Speaker
Description
Two-phase flow in unconsolidated granular media is a common process. It takes place during rain infiltration in soils, in sandcastles, and numerous situations in the critical zone.
The mechanical stability of slopes and materials is expressed by considering stability envelope of the stress tensor supported by the solid material. In one phase flow, this leads to criterias on Terzaghi stress, or effective stress when the contacts between solid elements are not reduced to points.

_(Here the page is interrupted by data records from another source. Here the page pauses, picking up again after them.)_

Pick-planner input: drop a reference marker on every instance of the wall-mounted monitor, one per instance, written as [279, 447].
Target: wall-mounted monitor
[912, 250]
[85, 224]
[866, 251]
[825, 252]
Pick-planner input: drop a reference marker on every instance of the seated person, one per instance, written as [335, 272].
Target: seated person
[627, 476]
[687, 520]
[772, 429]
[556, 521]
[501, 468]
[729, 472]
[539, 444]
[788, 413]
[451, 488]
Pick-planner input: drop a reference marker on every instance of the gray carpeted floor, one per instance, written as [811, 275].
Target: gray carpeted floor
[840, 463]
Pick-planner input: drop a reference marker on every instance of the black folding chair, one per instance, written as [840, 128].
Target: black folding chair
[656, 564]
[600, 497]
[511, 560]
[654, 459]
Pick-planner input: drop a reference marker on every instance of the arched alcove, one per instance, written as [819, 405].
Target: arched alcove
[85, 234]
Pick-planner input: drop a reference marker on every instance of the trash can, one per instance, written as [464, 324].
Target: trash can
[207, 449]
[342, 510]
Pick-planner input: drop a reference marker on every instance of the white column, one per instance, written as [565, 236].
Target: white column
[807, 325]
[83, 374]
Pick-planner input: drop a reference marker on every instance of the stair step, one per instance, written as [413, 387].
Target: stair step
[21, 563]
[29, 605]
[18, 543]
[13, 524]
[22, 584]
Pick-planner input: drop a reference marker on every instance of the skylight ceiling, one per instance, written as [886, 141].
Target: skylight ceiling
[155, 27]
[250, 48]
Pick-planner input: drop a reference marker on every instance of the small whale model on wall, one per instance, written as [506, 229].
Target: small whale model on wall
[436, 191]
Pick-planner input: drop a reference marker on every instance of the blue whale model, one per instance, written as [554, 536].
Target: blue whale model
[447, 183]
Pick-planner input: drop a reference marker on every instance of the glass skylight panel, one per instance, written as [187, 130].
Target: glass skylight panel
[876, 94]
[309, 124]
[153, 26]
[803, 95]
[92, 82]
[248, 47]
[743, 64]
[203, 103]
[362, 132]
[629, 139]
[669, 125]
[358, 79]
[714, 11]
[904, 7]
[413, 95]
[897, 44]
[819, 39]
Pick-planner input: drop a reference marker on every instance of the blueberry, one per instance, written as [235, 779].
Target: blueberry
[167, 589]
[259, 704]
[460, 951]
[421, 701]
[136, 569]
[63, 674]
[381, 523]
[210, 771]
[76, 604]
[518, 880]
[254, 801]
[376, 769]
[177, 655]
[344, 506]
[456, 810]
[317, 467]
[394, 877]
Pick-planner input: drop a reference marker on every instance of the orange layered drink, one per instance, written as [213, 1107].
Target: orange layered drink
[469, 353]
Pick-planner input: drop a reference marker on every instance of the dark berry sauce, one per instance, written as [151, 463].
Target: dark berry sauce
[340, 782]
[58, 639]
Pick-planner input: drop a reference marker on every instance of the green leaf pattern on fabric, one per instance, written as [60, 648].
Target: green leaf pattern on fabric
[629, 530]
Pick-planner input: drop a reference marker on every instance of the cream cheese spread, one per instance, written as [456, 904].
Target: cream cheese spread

In two-phase flow, the stress carried by solids is usually expressed using an effective average fluid pressure in the effective stress formulation, following Bishop. We show that this approach does not take the explicit stress carried by the two-dimensional interface between the two fluids into account: the explicit effect of surface tension is missing. This term is called Bachelor stress in the framework of foam mechanics, but is usually not incorporated in two-phase flow in porous media formulation
We evaluate the importance of this effect from a micromechanical perspective, and show how to incorporate it in a generalized large scale effective stress formulation. We show how this formulation can take into account an anisotropic tensor reflecting the stress carried by the fluids and the fluid/fluid interfaces, depending on the anisotropy of the fabrics of these interfaces.
We bridge the gap between microscopic interactions and macroscopic behavior, offering a robust model for evaluating and predicting forces in multi-phase systems. Numerical simulations comparing the standard model with the new framework demonstrate that incorporating surface tension significantly refines slope stability predictions, especially during intense rainfall events.